The arabidopsis ATHB-8 HD-zip protein acts as a differentiation-promoting transcription factor of the vascular meristems
- PMID: 11402194
- PMCID: PMC111156
- DOI: 10.1104/pp.126.2.643
The arabidopsis ATHB-8 HD-zip protein acts as a differentiation-promoting transcription factor of the vascular meristems
Abstract
ATHB-8, -9, -14, -15, and IFL1/REV are members of a small homeodomain-leucine zipper family whose genes are characterized by expression in the vascular tissue. ATHB-8, a gene positively regulated by auxin (Baima et al., 1995), is considered an early marker of the procambial cells and of the cambium during vascular regeneration after wounding.
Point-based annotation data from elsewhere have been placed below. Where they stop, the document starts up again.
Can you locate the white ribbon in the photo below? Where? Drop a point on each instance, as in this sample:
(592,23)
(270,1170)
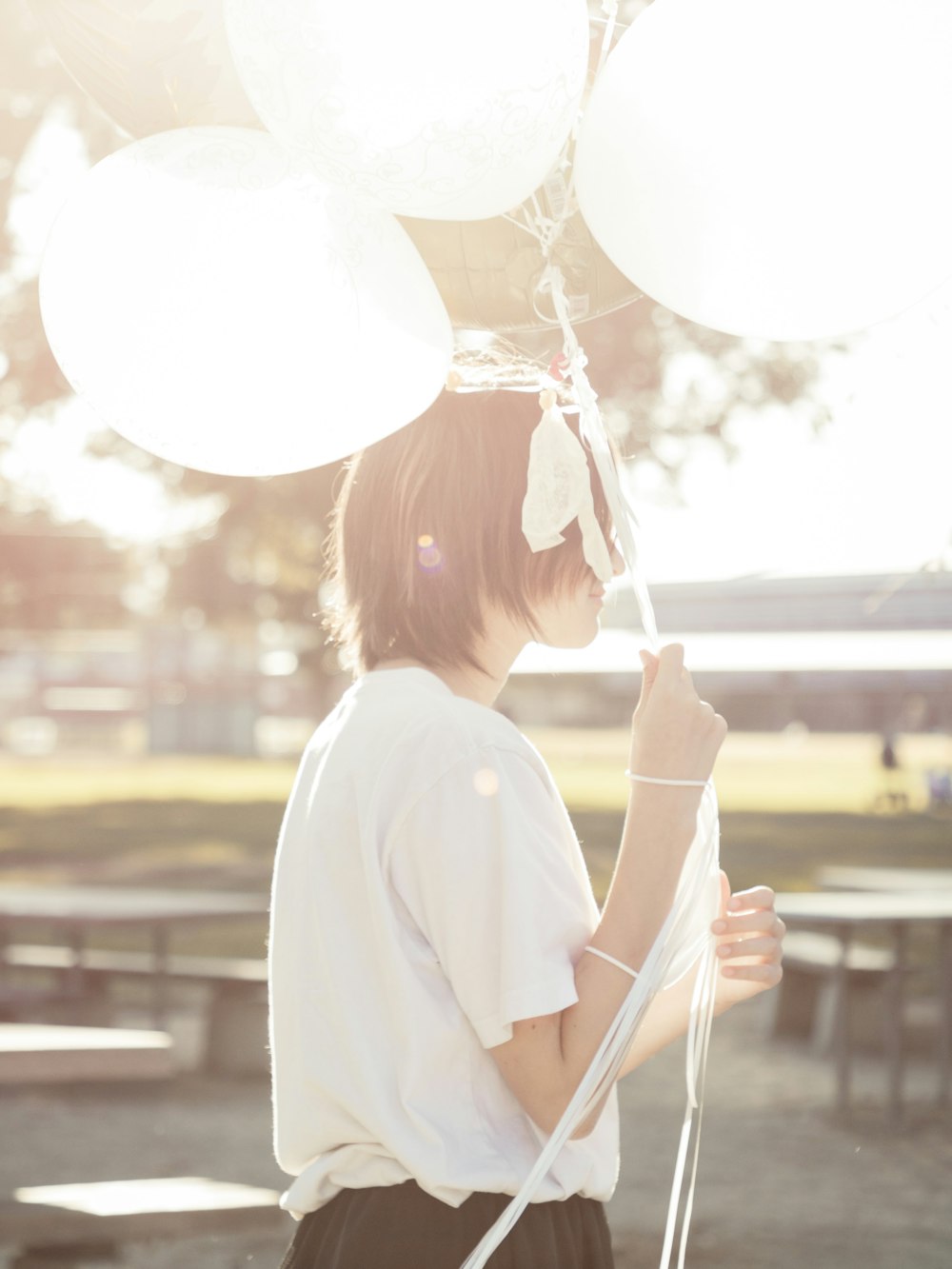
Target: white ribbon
(555,496)
(684,941)
(559,490)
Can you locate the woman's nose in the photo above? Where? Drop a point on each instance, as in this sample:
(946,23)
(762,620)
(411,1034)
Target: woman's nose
(617,560)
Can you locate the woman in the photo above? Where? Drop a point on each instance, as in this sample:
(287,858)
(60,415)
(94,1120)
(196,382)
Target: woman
(441,975)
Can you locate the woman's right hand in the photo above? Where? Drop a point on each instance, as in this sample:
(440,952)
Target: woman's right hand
(674,734)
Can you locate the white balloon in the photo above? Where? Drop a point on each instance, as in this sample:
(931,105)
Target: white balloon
(224,307)
(442,109)
(776,169)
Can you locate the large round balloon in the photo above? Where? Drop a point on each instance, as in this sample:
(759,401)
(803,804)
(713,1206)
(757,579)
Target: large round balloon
(224,307)
(487,273)
(150,64)
(776,169)
(440,108)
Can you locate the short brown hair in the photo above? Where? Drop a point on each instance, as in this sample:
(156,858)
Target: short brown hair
(428,528)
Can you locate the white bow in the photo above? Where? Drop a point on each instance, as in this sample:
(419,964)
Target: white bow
(559,490)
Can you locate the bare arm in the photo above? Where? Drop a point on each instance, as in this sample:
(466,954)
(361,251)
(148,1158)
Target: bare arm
(676,735)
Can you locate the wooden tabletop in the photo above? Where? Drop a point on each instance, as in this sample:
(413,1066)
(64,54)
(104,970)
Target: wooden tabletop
(885,879)
(40,1054)
(834,907)
(122,905)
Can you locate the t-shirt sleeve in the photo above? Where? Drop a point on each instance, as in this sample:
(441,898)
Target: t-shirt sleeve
(487,867)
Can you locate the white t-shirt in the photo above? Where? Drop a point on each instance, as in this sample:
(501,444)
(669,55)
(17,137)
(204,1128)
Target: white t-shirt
(428,891)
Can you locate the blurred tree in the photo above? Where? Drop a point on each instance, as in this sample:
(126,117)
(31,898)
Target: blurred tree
(659,377)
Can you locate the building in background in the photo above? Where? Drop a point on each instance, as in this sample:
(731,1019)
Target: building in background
(866,654)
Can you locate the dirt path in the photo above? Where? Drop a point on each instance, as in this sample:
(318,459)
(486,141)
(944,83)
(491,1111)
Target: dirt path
(781,1184)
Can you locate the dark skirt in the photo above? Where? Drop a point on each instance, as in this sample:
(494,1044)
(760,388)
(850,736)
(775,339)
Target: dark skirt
(404,1227)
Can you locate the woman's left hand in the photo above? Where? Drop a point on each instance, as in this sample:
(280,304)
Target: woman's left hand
(749,944)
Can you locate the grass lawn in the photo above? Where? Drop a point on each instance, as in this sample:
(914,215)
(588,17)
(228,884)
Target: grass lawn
(788,804)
Here, we demonstrate that although the formation of the vascular system is not affected in athb8 mutants, ectopic expression of ATHB-8 in Arabidopsis plants increased the production of xylem tissue. In particular, a careful anatomical analysis of the transgenic plants indicated that the overexpression of ATHB-8 promotes vascular cell differentiation. First, the procambial cells differentiated precociously into primary xylem. In addition, interfascicular cells also differentiated precociously into fibers. Finally, the transition to secondary growth, mainly producing xylem, was anticipated in transgenic inflorescence stems compared with controls. The stimulation of primary and secondary vascular cell differentiation resulted in complex modifications of the growth and development of the ATHB-8 transgenic plants. Taken together, these results are consistent with the hypothesis that ATHB-8 is a positive regulator of proliferation and differentiation, and participates in a positive feedback loop in which auxin signaling induces the expression of ATHB-8, which in turn positively modulates the activity of procambial and cambial cells to differentiate.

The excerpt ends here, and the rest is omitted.